Thanks for your response.  I'm using 1kg of Flour 500g white and 500grams wholemeal.  I mix all the ingrediants together and then leave it to rest for about 30mins to hydrate perhaps I need to leave it longer before working


Thanks


Andy


 

Ford's picture
Ford

You are working with 65% hydratioon dough.  That should work well without being "sticky."  I am not familiar with the UK flours.  The bread flour I use is 12% protein, and I have no problem with 70% hydration.  Perhaps you should let the dough rest for a while longer with the whole grain flour and water, then add the white flour, butter, and other ingredients for the kneading.  I use a light dusting of flour on the work surface as I knead.  You might also try the stretch and fold method of kneading.  The dough with the whole grain flour will not be as smooth as just white flour dough.


I hope this helps.  Perhaps, someone else can chime in and give better advice.


Ford

Chuck's picture
Chuck

My guess is the bran in the wholemeal is "cutting" the gluten, and the increased stickiness is an unavoidable side effect of the enhanced flavor.  Maybe adding a little oil (salad or olive) to the dough would cut the stickiness enough you could work it.


Could you remove a significant amount of the bran by "sift"ing the wholemeal? Or if you grind your own, grind it finer?


(Also, have you tried other stick-reduction techniques, like thoroughly wetting your hands and tools frequently with cool water, or using a thin coating of oil rather than flour on your work surface?)

andymccowen's picture
andymccowen

Hi Chuck


thanks for your ideas I'll give them a whirl and see what happens.  I had thought about sifting out some of the bran before.  I buy my flour from a local mill and there is rather alot of bran in it so will give that a try along with potentially using some oil to help with the stickiness


Cheers


Andy


 

manicbovine's picture
manicbovine

How finely ground is the flour? 


I have similar issues when working with Graham flour, which is very coarse.

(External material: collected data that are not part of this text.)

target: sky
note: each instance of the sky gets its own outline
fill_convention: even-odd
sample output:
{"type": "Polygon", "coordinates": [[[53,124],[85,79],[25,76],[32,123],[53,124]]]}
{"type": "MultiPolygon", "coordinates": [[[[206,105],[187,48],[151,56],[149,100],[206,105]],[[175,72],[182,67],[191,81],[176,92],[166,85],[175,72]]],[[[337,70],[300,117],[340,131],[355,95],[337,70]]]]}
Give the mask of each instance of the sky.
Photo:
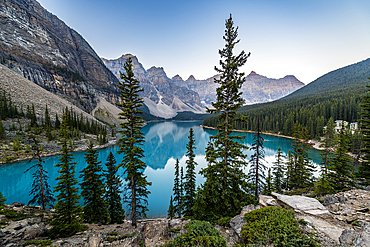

I find that using it in a mash or soaker (with a touch of salt) can help quite a bit.


 


Cheers.

andymccowen's picture
andymccowen

Hi


thanks for all your comments.  I have managed to get excellent success now by using 800g white bread flour and 200g of brown flour.  I sift the brown flour to remove most of the course bran


Thanks


Andy

Ruralidle's picture
Ruralidle

Hi Andy


I use Shipton Mill flours http://www.shipton-mill.com/Home.html almost exclusively and I am a former student of Richard Bertinet but no matter what I do with doughs that contain a high amount of wholemeal flour, I do not get a dough that is as smooth and silky as with just white flour.  This is probably because of the bran in the wholemeal flour.  However, using Richard Bertinet's recipies and my adaptations I have always had a workable dough.  Certainly restricting wholemeal flour to just 20% of the recipe helps but I regularly make a bread that is one third wholemeal (spelt) with no problems. 


Could it be the wholemeal flour that you are using?  Have you tried autolysing the flour?


Ruralidle

andymccowen's picture
andymccowen

Hi


I use mapledurham flour although lately I ran out of this flour so have been using Tesco Bread flour.  Am getting pretty good results now with just 20% wholemeal and sifting out the bran.  Now that I have a recipe that works I will experiment with varying degrees of wholemeal to see what happens.  I have not tried Autolysing the flour but might try this.


 


Thanks


Andy


 

nicodvb's picture
nicodvb

Hi Andy,


you could try to scald the wholemeal flour: mix it (including all bran) with the same weight of water and all the salt of the recipe, than take it to 65°C (2-3 minutes at max power in the microwave should suffice, but make sure to stir at least a couple of times) and let cool slowly for 2-3 hours after having covered and enveloped this mash. This technique has the advantage of pregelatinizing the wholemeal flour, making the bread sweeter and the dough more absorbent. The bread should last longer before drying, or at least mine does.